The version we’re requesting will be locked to the value that tm_engine_api_version has when we compile our plugin, i.e. 2.1.0. This means that the call will fail with the older engine version. The plugin is requesting 2.1.0 and the engine only has 2.0.0 available and according to our rules, 2.0.0 cannot be returned for a request for 2.1.0.

If you want to make sure that your plugin is compatible with older engine versions, you have to make sure to explicitly request the API from that version, even if a newer version is available. The easiest way of doing that is by using a header from that older version of the engine:

#include "engine_api_200.h"

tm_engine_api = tm_get_api(reg, tm_engine_api);

By including the older header rather than the current one, you get the tm_engine_api_version that was used in that header (2.0.0). You also make sure that you don’t accidentally use any functionality that was added in 2.1.0 (which would be easy to do if you included the latest header). This is important because using those functions would crash when run against 2.0.0.

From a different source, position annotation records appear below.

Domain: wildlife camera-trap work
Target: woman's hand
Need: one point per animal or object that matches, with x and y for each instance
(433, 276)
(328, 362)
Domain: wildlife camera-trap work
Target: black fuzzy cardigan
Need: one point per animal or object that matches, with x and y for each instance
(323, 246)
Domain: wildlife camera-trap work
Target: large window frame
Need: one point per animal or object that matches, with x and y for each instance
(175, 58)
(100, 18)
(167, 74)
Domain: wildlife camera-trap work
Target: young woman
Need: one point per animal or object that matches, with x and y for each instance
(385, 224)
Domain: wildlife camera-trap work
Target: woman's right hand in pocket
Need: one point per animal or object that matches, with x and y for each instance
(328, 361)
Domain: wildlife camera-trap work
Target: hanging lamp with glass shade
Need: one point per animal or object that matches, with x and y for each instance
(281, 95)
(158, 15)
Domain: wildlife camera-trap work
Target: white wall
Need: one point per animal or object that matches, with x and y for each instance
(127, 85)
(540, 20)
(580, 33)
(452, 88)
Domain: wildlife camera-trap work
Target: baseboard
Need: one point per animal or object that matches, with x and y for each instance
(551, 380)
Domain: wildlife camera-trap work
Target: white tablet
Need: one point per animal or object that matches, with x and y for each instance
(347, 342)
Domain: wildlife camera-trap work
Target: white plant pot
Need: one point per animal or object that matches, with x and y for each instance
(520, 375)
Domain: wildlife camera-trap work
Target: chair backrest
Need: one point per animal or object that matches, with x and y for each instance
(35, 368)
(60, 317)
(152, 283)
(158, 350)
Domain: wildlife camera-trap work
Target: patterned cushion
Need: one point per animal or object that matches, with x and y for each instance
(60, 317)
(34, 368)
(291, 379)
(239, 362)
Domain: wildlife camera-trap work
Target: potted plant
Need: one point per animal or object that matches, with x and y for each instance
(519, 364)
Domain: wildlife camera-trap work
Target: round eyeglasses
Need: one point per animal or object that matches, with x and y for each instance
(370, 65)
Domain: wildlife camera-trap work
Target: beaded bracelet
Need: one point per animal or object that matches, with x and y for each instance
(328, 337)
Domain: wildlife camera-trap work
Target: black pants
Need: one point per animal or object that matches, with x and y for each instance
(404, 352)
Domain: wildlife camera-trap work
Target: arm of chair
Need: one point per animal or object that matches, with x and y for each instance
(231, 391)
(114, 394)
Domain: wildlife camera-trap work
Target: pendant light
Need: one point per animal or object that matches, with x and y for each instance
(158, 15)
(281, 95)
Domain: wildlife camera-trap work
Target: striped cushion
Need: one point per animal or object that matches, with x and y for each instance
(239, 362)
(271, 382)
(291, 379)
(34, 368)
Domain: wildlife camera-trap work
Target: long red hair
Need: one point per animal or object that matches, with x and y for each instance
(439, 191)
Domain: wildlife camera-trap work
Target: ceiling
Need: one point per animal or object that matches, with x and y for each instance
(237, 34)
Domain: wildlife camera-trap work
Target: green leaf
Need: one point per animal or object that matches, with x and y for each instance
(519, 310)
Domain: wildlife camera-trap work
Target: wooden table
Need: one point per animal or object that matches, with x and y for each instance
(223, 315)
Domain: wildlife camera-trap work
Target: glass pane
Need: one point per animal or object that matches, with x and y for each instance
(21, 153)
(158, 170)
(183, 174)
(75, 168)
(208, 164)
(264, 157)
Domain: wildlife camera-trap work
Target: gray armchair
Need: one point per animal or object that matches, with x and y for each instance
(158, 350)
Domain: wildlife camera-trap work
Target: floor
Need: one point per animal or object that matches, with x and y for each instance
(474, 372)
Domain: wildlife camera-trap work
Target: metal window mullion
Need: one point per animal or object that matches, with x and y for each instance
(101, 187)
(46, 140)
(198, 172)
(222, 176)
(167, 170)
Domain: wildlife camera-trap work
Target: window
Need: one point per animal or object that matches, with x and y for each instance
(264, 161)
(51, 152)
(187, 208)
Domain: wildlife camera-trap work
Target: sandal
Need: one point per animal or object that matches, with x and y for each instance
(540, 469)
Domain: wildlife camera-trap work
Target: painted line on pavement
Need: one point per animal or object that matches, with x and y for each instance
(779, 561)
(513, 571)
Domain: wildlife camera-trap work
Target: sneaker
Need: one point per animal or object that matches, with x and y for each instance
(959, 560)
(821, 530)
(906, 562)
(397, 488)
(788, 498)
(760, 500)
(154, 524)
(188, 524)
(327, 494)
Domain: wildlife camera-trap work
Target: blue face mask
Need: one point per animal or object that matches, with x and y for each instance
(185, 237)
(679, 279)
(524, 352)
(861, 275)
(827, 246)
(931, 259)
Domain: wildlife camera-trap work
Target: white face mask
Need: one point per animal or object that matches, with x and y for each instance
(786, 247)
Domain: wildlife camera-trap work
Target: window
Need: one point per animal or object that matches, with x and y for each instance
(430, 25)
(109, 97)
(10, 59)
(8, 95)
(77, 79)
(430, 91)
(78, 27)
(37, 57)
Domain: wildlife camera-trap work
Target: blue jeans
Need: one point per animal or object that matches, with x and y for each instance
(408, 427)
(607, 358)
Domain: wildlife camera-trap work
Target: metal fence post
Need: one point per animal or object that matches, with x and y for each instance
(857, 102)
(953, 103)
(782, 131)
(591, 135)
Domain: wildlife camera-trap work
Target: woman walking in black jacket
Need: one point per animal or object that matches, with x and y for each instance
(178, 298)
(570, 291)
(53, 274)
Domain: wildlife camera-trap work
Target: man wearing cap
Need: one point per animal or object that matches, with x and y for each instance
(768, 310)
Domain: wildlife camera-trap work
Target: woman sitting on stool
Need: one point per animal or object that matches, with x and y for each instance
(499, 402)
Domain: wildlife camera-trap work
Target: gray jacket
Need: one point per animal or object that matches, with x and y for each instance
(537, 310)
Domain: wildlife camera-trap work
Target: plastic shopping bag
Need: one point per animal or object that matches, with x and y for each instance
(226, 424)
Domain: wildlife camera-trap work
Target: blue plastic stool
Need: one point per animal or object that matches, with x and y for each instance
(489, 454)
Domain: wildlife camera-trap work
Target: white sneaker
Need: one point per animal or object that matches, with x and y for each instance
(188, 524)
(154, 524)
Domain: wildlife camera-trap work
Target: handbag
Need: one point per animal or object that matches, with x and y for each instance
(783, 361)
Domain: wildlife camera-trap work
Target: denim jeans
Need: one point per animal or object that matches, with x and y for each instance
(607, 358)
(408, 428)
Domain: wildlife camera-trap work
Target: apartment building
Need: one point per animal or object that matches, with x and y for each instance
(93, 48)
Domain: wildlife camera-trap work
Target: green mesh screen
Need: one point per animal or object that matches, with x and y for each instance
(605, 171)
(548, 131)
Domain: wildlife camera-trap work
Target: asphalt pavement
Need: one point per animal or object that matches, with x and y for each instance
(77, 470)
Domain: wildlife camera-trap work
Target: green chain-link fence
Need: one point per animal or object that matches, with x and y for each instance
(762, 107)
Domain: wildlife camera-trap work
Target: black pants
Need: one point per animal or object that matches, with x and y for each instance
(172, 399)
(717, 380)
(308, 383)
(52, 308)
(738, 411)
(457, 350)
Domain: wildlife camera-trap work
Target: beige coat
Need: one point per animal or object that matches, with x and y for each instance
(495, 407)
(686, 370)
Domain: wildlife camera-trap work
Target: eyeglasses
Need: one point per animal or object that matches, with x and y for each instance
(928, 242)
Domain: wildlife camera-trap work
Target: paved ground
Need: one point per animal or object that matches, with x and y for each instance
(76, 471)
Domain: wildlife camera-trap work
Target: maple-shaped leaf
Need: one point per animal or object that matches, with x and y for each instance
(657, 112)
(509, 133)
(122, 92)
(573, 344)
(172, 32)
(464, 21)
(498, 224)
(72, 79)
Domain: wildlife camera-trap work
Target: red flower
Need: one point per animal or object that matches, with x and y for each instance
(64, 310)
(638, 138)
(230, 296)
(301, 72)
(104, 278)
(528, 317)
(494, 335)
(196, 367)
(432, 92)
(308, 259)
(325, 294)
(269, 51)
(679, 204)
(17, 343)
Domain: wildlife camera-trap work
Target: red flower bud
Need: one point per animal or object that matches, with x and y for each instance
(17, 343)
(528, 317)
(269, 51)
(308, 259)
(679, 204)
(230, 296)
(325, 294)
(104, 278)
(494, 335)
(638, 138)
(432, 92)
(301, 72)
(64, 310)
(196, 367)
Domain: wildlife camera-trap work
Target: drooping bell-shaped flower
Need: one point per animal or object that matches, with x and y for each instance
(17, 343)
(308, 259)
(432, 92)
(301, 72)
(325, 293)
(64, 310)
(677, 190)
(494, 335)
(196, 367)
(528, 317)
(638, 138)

Compatibility with a new major version

Suppose a new version of the engine is released and in this engine, the API has version 3.0.0. Your plugin won’t work with this API, because 3.0.0 is not backward compatible with 2.1.0. Your only hope in this situation is that the developers of the API decided to provide backward compatibility with the 2.1.0 version. They could do that by publishing both a 2.1.0 and a 3.0.0 version of the API. But it’s up to them and what they want to prioritize. If their main focus is on developing new features, they may decide to just ship a 3.0.0 version and force everybody to recompile their plugins to work with the new version. If they are willing to put in the extra work to support backward compatibility they may export both 2.x.x and 3.x.x versions.

Similarly, you, as a developer of tm_my_api may decide if you want to ship multiple versions of the API or not.

Compatibility with an old major version

Suppose that in addition to running on an engine that has the 2.0.0 API, you want your plugin to also work with engines that have the 1.0.0 API. You can achieve this by requesting both 1.0.0 and 2.0.0 and use whichever one is available.

struct tm_engine_api_100 *tm_engine_api_100;
struct tm_engine_api *tm_engine_api;

reg->get_optional(&tm_engine_api_100, TM_STRINGIFY(tm_engine_api),

reg->get_optional(&tm_engine_api, TM_STRINGIFY(tm_engine_api),

Note the use of get_optional() instead of get() here. We don’t want our plugin to fail if 1.0.0 is not available, since we’re fine with using 2.0.0. Similarly, we don’t want to fail if 2.0.0 is not available either, since we can do with 1.0.0.

Also note that in this case, we need a separate type struct tm_engine_api_100 to represent the layout of the API struct as it looked in version 1.0.0.


I feel pretty happy with the way the version system came out. Though it adds a bit of complexity, by using the helper macros, users that just want to compile with the latest version can pretty much ignore the versioning system and still get the benefit of getting explicit errors if there is a version mismatch. At the same time, users who want to dig deep and make sure they are compatible with multiple versions can do so.